ESOS offers 20% reduction in business energy costs, Carbon Trust finds
The Government's initial estimates of the financial savings of its recently enforced Energy Savings Opportunity Scheme (ESOS) could be much lower than the actual savings being realised by qualifying organisations, according to a sample of ESOS assessments undertaken by the Carbon Trust.
Writing in an exclusive blog for edie, the Carbon Trust's energy consultant David Tobin claimed that the average cost reduction achievable through the implementation of energy saving opportunities identified by ESOS audits stood at 20%.
Based on analysis of 86 full audits carried out by the organisation, the Trust found the average energy spend of ESOS-qualifying organisations to be around £1.8m, meaning that a busines with an average energy spend and everage reductions identified through ESOS would be in line for savings of £360,000.

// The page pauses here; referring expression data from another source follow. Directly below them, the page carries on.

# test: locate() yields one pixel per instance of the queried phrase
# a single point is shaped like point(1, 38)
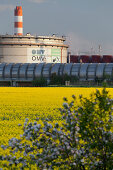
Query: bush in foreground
point(83, 141)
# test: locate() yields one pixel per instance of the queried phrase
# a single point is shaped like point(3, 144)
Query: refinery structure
point(19, 48)
point(24, 58)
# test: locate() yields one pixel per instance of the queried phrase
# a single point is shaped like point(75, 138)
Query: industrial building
point(24, 58)
point(90, 58)
point(32, 49)
point(18, 73)
point(19, 48)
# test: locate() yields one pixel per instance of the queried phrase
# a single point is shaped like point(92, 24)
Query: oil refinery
point(19, 48)
point(24, 58)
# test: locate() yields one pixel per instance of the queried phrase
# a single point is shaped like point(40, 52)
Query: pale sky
point(85, 23)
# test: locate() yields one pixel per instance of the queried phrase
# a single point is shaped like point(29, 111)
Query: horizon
point(86, 25)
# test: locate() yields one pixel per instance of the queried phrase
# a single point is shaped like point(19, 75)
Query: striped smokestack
point(18, 21)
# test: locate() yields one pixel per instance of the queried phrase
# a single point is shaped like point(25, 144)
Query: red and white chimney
point(18, 21)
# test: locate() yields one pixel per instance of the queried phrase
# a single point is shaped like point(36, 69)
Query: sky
point(86, 24)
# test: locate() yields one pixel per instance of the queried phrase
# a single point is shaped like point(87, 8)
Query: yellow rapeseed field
point(16, 104)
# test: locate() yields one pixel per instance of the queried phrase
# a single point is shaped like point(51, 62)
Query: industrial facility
point(19, 74)
point(19, 48)
point(24, 58)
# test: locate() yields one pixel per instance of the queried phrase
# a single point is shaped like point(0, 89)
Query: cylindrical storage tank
point(84, 59)
point(91, 72)
point(67, 69)
point(107, 59)
point(100, 71)
point(30, 71)
point(2, 67)
point(15, 71)
point(96, 59)
point(23, 71)
point(47, 70)
point(18, 21)
point(8, 70)
point(74, 58)
point(83, 72)
point(38, 70)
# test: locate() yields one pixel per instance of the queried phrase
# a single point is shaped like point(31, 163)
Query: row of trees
point(60, 80)
point(84, 140)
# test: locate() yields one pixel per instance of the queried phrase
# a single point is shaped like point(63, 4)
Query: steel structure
point(30, 71)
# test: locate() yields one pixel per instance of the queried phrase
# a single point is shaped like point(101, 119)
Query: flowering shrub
point(83, 141)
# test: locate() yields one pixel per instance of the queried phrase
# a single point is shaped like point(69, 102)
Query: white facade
point(31, 49)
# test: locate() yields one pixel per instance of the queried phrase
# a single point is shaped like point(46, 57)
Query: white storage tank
point(32, 49)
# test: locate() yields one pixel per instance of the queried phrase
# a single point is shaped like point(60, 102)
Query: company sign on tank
point(43, 55)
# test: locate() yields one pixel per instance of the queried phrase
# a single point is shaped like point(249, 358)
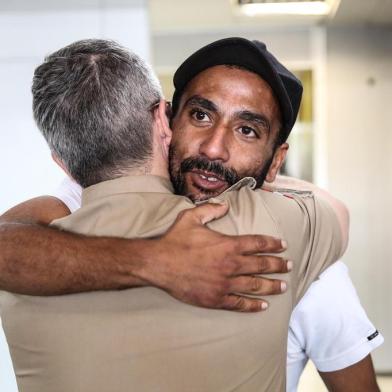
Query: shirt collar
point(129, 184)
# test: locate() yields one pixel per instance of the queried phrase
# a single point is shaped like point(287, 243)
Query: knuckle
point(262, 243)
point(240, 303)
point(263, 264)
point(256, 284)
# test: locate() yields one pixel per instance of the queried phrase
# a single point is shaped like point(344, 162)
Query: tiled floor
point(311, 381)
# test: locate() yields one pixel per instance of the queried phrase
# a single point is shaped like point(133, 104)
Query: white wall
point(359, 81)
point(25, 38)
point(27, 34)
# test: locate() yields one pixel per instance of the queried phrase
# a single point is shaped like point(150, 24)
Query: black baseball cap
point(253, 56)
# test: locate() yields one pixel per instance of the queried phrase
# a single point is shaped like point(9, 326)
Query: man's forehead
point(226, 83)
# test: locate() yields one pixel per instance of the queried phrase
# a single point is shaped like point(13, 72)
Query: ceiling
point(206, 15)
point(212, 15)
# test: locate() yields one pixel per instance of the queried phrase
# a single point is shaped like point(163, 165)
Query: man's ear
point(277, 162)
point(61, 164)
point(162, 120)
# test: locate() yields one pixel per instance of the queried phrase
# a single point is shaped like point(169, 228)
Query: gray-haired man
point(143, 339)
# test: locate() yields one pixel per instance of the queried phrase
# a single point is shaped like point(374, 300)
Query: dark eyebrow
point(203, 102)
point(254, 117)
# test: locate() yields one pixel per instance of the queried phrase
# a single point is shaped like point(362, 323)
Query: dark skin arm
point(191, 262)
point(359, 377)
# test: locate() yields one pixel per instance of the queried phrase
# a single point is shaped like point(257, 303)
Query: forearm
point(40, 260)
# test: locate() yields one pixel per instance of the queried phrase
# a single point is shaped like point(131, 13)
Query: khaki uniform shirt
point(143, 339)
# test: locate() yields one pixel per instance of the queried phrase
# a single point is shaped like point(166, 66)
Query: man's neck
point(150, 168)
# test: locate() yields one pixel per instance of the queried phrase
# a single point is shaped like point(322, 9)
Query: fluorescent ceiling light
point(289, 8)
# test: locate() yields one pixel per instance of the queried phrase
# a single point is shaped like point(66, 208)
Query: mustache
point(228, 174)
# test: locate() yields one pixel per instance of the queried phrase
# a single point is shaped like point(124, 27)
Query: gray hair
point(92, 102)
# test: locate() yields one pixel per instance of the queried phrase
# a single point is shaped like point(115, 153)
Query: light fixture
point(279, 7)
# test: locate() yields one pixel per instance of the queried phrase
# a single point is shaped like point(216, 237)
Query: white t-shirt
point(328, 326)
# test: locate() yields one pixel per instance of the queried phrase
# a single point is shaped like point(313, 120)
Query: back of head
point(92, 102)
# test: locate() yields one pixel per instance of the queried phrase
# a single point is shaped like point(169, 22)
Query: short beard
point(230, 175)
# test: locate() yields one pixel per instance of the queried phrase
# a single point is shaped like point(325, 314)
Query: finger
point(243, 304)
point(257, 285)
point(208, 212)
point(250, 244)
point(262, 265)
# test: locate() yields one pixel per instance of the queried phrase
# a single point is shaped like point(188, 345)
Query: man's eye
point(199, 115)
point(248, 132)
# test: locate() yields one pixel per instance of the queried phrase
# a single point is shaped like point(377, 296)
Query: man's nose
point(215, 145)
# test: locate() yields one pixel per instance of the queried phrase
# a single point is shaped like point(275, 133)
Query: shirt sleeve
point(323, 241)
point(70, 193)
point(330, 324)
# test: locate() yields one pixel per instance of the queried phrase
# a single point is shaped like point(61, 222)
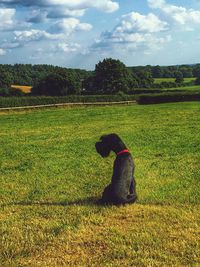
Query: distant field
point(186, 88)
point(51, 176)
point(159, 80)
point(25, 89)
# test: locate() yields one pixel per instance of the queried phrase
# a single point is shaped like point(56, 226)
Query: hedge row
point(168, 97)
point(45, 100)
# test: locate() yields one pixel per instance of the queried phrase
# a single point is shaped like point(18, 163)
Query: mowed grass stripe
point(51, 176)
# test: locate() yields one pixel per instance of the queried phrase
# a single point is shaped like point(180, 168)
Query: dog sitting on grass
point(122, 188)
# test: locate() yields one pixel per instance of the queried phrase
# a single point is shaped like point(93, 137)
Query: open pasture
point(51, 177)
point(160, 80)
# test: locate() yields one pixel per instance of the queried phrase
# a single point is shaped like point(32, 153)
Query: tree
point(53, 85)
point(157, 72)
point(112, 76)
point(5, 79)
point(144, 79)
point(179, 77)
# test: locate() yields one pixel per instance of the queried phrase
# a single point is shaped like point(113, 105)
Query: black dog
point(123, 187)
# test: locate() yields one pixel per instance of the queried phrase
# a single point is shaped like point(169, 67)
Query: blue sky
point(79, 33)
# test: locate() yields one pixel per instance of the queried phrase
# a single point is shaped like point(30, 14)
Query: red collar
point(122, 152)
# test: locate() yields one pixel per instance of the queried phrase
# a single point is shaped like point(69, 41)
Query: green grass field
point(186, 80)
point(51, 176)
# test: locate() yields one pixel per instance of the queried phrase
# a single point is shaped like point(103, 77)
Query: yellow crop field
point(23, 88)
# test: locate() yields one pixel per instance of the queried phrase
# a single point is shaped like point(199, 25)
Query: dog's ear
point(102, 149)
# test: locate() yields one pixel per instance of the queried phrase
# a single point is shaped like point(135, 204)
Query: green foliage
point(179, 77)
point(45, 100)
point(5, 79)
point(168, 97)
point(51, 177)
point(111, 76)
point(53, 85)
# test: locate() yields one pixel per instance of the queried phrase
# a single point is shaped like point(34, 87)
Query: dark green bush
point(168, 97)
point(45, 100)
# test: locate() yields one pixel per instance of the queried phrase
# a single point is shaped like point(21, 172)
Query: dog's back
point(122, 176)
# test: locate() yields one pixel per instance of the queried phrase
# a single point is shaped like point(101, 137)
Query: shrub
point(45, 100)
point(168, 97)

This is much higher than previous estimates made by the Department of Energy and Climate Change (DECC), which suggested that ESOS could collectively save businesses £250m if just 5% reductions in energy bills were achieved.
"The real impact of the regulations could be far greater than expected if organisations make sure that their ESOS evidence packs become the basis for action," Tobin wrote.

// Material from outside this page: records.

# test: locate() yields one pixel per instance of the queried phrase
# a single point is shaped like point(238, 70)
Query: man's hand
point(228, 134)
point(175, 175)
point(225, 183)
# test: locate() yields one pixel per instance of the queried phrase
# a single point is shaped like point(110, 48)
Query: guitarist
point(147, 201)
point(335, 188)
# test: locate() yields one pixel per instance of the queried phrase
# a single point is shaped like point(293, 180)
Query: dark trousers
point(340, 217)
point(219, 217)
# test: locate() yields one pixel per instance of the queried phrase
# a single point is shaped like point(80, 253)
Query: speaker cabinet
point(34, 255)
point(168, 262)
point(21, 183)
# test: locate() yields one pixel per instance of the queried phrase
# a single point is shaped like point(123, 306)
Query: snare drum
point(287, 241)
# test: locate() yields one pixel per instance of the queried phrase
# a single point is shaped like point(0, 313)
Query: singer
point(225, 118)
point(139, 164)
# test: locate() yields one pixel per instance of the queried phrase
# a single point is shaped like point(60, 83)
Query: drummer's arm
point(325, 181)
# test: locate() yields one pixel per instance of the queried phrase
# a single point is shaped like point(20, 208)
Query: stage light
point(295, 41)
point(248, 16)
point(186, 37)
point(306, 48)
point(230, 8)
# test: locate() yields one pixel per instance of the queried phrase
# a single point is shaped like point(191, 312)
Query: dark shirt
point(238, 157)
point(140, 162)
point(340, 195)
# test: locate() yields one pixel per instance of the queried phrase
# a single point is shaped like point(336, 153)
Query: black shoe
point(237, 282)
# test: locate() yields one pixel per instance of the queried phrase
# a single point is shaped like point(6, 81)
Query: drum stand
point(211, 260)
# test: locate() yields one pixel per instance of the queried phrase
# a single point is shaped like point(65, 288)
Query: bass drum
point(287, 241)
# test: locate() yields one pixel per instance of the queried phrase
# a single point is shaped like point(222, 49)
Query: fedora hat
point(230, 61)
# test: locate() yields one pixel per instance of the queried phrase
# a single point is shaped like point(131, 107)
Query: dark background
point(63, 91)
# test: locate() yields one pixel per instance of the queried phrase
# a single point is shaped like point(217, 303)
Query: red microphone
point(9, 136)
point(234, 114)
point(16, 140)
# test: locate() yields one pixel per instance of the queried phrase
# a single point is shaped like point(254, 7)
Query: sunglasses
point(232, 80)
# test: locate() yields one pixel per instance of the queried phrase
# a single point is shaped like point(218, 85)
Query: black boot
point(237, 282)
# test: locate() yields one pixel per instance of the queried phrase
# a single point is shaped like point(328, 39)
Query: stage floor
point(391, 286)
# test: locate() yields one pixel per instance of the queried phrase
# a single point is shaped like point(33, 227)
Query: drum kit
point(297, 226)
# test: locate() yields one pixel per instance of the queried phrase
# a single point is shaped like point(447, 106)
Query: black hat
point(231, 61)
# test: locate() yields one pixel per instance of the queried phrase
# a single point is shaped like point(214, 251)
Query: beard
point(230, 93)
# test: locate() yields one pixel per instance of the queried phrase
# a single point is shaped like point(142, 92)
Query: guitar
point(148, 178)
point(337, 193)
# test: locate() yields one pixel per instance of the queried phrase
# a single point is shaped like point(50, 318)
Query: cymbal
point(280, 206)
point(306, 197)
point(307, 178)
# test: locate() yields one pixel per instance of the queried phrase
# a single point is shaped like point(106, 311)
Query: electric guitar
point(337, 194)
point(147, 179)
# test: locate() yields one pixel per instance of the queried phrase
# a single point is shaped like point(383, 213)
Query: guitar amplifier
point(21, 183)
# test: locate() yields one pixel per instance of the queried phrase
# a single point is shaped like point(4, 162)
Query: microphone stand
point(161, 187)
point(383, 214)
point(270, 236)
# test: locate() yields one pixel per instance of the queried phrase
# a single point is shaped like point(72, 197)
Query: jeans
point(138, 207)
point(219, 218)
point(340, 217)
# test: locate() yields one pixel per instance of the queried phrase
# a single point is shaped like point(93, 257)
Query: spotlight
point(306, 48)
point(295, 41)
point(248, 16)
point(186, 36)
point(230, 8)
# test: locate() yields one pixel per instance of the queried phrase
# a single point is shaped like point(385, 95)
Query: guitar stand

"The next compliance deadline is almost four years away and it is inevitable that some ESOS evidence packs will sit on a shelf collecting dust until then. But for those businesses that do seize the opportunities highlighted by ESOS the average overall payback period for measures we identified was less than three years."

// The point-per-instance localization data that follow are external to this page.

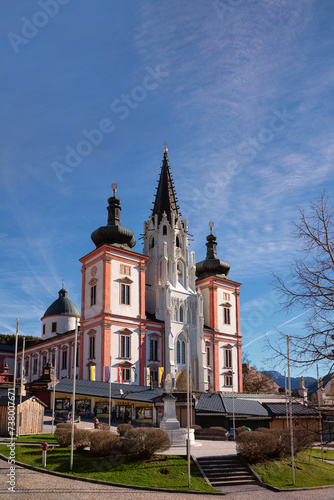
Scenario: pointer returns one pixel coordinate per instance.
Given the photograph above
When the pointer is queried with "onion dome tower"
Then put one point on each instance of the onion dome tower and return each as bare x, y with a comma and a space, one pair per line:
165, 198
113, 233
212, 266
60, 316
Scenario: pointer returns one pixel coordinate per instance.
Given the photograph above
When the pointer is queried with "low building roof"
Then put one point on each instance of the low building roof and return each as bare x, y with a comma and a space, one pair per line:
279, 409
101, 389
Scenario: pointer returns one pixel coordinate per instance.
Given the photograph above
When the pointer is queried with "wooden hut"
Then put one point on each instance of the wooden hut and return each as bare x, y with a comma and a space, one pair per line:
30, 413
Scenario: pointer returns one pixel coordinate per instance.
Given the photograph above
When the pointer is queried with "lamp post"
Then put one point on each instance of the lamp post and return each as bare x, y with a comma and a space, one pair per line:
233, 408
54, 387
73, 393
290, 408
188, 409
21, 388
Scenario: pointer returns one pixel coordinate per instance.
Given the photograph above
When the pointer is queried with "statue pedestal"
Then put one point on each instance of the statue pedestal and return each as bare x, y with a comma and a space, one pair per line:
171, 425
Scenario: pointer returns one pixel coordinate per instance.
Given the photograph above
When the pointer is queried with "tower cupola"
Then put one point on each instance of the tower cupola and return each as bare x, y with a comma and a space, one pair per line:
113, 233
212, 266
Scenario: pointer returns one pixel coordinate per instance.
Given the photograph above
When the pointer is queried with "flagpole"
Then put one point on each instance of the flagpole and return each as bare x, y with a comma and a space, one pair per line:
73, 393
110, 392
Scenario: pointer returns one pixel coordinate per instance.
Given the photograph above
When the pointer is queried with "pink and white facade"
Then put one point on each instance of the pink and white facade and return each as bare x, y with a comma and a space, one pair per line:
135, 308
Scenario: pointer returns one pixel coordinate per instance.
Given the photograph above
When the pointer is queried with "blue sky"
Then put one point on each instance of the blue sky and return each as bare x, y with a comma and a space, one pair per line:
242, 91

According to the Trust, construction firms had the highest average level of energy spend, with annual energy costs of around £4.9m. Energy management, lighting, heating and metering were popular recommendations identified by ESOS audits, with businesses able to save around 25% on average.
Manufacturers, which took up a significant proportion of the Carbon Trust's ESOS audits, were able to identify average energy cost savings of 23%, thanks in part to energy efficiency improvements industrial processes such as steam systems, compressed air, motor efficiency and motor control.
Crucially, almost all businesses assessed by the Carbon Trust were found to have scope for improving general energy management practices and behaviours, which require minimal investment to implement. This finding is supported by Environment Agency data which suggested that more than 40% of ESOS participants that complied before the original December deadline had to make estimates to determine their total energy consumption - showing a clear deficiency in the measurement practices that underpin good management of energy.
"Based on our experience so far it is fair to say that ESOS has been successful in making sure that businesses have properly assessed and better understood their energy saving opportunities," added Tobin. "But the real proof of success will be in the rates of actual implementation.
"We would encourage all ESOS participants to make the most of having to undergo a compliance process and realise the significant cost savings on offer."
ESOS requires all 'large undertakings’ with more than 250 employees or a turnover of more than €50m to produce detailed reports on their energy use and efficiency every four years. Lead assessors will carry out an energy audit, paid for by the business, but there is no obligation to implement any of the efficiency measures identified.
An initial low uptake of the scheme meant that the ESOS compliance deadline was put back to 29 January, 2016. But even by that deadline, the Environment Agency had received 5,948 notifications of compliance and exactly 1000 notifications of intent to comply, thousands more organisations unaccounted for.
The Agency is now allowing an extended grace period of up to three months for all ESOS-qualifying firms to become fully compliant with the scheme, meaning that the ultimate deadline stands at 29 April.
The circa 10,000 businesses affected by ESOS are facing total assessment costs estimated at £165m, but - as identified here by the Carbon Trust - the resulting financial benefits of implementing energy efficiency improvements could massively outweigh the costs of administrating the scheme.